Today, Mathieu tries to preserve what keeps their relationship going: complicity, humor, and a form of daily solidarity. Treatments ease some crises, without completely eliminating them. He learns to recognize signals, avoid triggers, and slow down.
“The hardest part is not only the disease, it’s what it changes between us,” he says bluntly. But despite the constraints, he refuses to let the disease define their relationship. Like many patients with stiff-person syndrome, he closely follows medical advances, hoping one day to regain a freer life.
Stiff-person syndrome vs multiple sclerosis: what are the differences
At first glance, both conditions belong to the same family: autoimmune diseases, where the body turns against itself. But in practice, their mechanisms and consequences differ significantly.
In stiff-person syndrome, the target is precise: the circuits that regulate muscle tone. The immune system disrupts the chemical balance needed for muscle relaxation, leading to progressive muscle stiffness, sometimes violent spasms, and heightened sensitivity to stress or noise. The body becomes rigid, sometimes dramatically, making movement extremely difficult.
Multiple sclerosis, on the other hand, affects a broader system. It attacks myelin, the protective sheath that allows nerves to transmit signals properly. The result is disrupted communication between the brain and the rest of the body.
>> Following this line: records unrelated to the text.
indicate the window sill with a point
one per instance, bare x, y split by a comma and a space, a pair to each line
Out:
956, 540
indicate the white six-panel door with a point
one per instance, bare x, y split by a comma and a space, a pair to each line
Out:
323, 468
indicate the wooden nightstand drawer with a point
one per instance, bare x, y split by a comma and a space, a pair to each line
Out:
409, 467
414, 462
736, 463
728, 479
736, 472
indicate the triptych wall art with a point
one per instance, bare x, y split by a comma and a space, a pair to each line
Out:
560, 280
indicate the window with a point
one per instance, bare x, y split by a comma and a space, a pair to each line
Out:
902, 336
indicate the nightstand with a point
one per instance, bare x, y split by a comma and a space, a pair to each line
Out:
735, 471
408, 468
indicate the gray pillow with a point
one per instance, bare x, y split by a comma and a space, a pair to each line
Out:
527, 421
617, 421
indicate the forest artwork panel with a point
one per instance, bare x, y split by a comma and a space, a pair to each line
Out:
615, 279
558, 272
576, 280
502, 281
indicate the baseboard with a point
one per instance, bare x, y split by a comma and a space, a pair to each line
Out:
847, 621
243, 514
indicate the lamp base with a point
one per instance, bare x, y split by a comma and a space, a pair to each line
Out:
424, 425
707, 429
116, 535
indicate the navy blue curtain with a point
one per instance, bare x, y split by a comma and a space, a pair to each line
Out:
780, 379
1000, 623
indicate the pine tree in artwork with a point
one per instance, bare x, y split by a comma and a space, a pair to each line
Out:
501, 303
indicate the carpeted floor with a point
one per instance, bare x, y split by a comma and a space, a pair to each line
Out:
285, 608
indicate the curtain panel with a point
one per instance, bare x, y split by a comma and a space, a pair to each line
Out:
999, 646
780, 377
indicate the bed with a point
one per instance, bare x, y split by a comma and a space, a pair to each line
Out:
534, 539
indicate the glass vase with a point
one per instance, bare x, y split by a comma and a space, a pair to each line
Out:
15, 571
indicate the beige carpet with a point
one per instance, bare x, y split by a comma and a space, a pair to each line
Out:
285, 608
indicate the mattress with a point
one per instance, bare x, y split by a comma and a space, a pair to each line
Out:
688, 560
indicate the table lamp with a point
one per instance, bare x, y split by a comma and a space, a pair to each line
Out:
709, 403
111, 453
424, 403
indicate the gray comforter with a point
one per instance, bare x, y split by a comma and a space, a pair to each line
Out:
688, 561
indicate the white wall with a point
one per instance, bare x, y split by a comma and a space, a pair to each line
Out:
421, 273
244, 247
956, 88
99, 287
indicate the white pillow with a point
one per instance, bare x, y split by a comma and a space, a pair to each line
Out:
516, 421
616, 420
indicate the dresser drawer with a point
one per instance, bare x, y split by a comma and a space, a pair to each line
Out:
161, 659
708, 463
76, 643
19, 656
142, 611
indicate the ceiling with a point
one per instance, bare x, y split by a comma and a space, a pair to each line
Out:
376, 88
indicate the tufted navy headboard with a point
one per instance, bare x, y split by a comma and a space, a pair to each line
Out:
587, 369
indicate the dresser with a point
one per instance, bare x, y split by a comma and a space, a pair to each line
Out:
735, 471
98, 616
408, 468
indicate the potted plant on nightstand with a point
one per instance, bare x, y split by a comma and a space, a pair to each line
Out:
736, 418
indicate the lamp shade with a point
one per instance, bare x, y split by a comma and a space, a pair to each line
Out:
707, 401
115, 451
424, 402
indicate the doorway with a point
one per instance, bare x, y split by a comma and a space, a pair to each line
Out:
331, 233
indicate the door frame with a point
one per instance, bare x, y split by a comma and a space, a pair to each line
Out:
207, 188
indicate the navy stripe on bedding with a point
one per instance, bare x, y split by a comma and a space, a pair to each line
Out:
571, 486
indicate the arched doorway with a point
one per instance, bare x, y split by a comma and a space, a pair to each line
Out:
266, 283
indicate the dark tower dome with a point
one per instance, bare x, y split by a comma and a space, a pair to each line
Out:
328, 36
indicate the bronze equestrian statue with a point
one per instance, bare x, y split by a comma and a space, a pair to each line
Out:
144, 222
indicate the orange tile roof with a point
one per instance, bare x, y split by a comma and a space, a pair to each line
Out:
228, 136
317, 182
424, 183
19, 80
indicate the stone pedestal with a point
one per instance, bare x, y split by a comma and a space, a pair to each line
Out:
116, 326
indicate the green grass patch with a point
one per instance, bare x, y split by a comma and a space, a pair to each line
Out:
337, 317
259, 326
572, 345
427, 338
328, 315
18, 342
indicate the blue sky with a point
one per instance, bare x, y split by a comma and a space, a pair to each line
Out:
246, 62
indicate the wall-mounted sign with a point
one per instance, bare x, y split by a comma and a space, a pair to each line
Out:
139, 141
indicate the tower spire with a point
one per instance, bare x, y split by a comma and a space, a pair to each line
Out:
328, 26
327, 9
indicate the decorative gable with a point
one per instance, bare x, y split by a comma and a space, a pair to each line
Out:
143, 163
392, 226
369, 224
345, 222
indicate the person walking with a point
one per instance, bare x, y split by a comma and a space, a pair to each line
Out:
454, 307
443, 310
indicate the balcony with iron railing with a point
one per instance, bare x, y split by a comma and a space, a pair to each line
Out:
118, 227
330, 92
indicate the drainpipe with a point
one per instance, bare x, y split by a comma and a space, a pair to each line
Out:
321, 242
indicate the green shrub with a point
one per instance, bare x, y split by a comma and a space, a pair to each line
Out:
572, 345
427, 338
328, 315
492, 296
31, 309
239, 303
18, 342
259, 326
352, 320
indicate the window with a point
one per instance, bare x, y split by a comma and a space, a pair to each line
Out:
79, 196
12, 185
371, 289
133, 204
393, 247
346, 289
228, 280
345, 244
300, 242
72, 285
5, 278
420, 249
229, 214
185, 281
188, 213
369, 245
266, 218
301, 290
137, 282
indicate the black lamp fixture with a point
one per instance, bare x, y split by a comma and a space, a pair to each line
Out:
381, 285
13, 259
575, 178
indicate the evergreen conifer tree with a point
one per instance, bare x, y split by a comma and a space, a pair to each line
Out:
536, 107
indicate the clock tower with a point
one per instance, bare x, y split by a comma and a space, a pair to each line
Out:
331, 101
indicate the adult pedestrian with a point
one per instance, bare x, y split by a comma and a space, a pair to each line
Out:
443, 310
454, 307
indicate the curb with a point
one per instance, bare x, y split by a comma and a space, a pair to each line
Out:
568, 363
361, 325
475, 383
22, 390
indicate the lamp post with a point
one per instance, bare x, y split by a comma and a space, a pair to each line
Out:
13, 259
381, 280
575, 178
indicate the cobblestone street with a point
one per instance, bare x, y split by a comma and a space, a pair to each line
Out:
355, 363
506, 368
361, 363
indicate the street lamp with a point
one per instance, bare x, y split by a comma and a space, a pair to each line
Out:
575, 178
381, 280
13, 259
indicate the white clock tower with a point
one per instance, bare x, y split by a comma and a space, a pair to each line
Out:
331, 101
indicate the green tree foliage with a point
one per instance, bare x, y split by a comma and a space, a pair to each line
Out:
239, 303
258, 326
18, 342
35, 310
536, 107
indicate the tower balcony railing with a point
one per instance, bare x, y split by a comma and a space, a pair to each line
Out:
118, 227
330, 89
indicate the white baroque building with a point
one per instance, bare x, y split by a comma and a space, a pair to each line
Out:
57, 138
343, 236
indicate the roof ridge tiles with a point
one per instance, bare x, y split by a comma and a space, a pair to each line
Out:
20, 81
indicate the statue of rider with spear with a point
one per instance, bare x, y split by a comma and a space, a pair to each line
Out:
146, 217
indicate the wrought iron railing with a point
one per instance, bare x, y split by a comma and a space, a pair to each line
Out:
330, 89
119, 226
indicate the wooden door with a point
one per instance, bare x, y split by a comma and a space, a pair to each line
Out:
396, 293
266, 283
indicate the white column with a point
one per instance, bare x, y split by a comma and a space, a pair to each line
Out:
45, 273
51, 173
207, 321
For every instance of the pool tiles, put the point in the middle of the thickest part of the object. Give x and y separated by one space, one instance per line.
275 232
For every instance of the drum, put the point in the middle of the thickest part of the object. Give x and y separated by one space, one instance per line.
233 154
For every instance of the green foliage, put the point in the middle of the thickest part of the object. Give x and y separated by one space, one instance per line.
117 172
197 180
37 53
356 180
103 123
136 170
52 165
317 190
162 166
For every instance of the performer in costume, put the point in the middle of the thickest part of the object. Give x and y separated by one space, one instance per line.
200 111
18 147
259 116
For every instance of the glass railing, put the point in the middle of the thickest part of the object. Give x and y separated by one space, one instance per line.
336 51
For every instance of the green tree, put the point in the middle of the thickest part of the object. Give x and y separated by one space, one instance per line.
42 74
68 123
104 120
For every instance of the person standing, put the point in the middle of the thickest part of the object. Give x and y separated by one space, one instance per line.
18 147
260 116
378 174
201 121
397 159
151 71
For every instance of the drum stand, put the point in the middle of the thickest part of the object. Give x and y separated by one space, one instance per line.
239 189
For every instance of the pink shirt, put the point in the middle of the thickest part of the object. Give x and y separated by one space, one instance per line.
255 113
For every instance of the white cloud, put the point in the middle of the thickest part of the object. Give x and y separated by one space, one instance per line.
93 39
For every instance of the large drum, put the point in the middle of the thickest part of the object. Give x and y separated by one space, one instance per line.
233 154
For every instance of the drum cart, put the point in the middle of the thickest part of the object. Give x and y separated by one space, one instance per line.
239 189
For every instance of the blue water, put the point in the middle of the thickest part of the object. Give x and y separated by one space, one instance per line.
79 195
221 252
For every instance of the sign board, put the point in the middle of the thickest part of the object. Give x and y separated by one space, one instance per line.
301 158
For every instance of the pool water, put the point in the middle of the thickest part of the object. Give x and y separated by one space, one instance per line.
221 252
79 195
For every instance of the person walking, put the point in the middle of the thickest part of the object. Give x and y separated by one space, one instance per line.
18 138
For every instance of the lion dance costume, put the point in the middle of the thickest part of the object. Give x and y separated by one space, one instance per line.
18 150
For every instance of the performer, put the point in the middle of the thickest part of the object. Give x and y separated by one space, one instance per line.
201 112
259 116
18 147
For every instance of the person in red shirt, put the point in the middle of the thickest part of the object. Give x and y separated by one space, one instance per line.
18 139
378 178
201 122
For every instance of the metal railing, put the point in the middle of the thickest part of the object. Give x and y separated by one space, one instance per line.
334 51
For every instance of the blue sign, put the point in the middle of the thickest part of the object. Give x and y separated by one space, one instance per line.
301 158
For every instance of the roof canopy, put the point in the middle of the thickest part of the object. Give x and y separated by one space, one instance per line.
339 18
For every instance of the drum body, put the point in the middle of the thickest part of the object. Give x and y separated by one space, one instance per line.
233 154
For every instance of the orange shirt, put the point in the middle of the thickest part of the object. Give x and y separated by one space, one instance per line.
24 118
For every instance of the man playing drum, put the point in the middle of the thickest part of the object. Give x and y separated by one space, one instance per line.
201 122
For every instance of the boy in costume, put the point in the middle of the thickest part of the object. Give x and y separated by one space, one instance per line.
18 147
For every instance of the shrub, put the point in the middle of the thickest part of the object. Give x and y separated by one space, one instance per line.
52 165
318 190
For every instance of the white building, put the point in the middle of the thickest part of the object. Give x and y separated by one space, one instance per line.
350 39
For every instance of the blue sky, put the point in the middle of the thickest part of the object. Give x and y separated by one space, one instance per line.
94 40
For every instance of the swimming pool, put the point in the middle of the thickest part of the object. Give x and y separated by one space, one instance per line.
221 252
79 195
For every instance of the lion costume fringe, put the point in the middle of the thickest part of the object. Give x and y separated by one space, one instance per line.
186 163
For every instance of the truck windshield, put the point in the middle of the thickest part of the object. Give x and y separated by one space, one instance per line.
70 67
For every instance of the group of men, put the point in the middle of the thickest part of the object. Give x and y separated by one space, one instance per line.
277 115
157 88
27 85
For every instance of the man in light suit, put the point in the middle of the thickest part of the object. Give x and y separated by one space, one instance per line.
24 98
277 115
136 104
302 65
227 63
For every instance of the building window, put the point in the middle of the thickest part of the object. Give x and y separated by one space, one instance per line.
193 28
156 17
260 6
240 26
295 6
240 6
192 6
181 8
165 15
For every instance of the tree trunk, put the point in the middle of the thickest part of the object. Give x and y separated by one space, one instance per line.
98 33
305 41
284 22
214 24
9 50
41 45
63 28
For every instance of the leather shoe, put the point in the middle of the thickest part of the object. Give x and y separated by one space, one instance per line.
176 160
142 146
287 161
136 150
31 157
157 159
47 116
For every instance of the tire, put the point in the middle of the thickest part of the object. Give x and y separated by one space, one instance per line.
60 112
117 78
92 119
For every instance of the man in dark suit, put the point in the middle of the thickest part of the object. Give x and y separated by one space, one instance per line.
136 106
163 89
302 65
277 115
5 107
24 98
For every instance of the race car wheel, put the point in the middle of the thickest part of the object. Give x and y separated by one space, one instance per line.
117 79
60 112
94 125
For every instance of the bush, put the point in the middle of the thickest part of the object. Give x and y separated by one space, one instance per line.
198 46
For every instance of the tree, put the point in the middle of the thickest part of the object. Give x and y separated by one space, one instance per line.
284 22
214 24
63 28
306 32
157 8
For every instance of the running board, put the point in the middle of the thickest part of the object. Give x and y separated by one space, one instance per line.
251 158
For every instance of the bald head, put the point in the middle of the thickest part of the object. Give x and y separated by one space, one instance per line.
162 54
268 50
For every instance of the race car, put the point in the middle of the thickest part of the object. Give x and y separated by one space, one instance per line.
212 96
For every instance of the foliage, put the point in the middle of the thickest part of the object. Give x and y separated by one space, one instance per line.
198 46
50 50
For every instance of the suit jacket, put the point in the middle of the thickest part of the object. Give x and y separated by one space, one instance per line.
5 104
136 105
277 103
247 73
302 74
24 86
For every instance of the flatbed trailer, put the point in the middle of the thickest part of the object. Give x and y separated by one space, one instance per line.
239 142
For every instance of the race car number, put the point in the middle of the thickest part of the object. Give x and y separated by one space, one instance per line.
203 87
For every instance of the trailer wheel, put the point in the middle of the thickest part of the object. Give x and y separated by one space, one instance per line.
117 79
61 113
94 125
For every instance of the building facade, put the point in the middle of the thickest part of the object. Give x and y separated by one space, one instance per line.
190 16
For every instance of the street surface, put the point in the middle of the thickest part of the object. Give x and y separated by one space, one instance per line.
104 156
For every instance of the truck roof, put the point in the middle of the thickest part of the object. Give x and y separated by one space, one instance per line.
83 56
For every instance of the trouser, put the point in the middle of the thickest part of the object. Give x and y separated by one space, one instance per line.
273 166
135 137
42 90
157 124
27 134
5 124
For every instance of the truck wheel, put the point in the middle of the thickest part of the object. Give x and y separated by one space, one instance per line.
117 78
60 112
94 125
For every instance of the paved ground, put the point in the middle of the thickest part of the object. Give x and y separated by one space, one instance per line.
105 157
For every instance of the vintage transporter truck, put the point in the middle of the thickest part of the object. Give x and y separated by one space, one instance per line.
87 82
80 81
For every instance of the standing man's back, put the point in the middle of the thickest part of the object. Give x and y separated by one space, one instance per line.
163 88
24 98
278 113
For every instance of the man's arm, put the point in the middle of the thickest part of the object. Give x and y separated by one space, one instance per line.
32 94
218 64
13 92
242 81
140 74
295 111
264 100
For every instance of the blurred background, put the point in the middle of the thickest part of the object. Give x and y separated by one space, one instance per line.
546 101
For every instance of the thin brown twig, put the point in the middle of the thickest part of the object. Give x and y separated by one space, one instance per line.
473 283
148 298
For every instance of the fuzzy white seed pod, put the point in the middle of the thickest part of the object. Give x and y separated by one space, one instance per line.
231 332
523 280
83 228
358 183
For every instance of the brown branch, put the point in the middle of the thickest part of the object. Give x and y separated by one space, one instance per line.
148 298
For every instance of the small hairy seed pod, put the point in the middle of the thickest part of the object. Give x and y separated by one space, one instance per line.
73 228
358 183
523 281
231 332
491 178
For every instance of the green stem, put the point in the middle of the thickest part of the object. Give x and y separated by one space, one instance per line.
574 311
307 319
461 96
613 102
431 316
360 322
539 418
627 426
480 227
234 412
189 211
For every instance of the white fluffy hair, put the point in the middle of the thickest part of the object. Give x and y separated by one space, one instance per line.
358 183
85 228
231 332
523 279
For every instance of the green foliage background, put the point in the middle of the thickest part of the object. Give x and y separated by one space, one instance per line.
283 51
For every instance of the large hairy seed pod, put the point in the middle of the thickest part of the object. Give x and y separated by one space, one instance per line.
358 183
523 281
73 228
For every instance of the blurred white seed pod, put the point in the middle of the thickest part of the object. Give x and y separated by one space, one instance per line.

Symptoms are multiple, changing, and often unpredictable: vision problems, intense fatigue, loss of balance, numbness. The disease typically evolves in relapses, alternating with periods of remission.
Another major distinction is frequency. Stiff-person syndrome remains extremely rare, whereas multiple sclerosis affects millions of people worldwide.
Two autoimmune diseases, therefore, but two very different clinical realities: one stiffens the body until it becomes rigid, the other gradually disrupts the communication of the nervous system.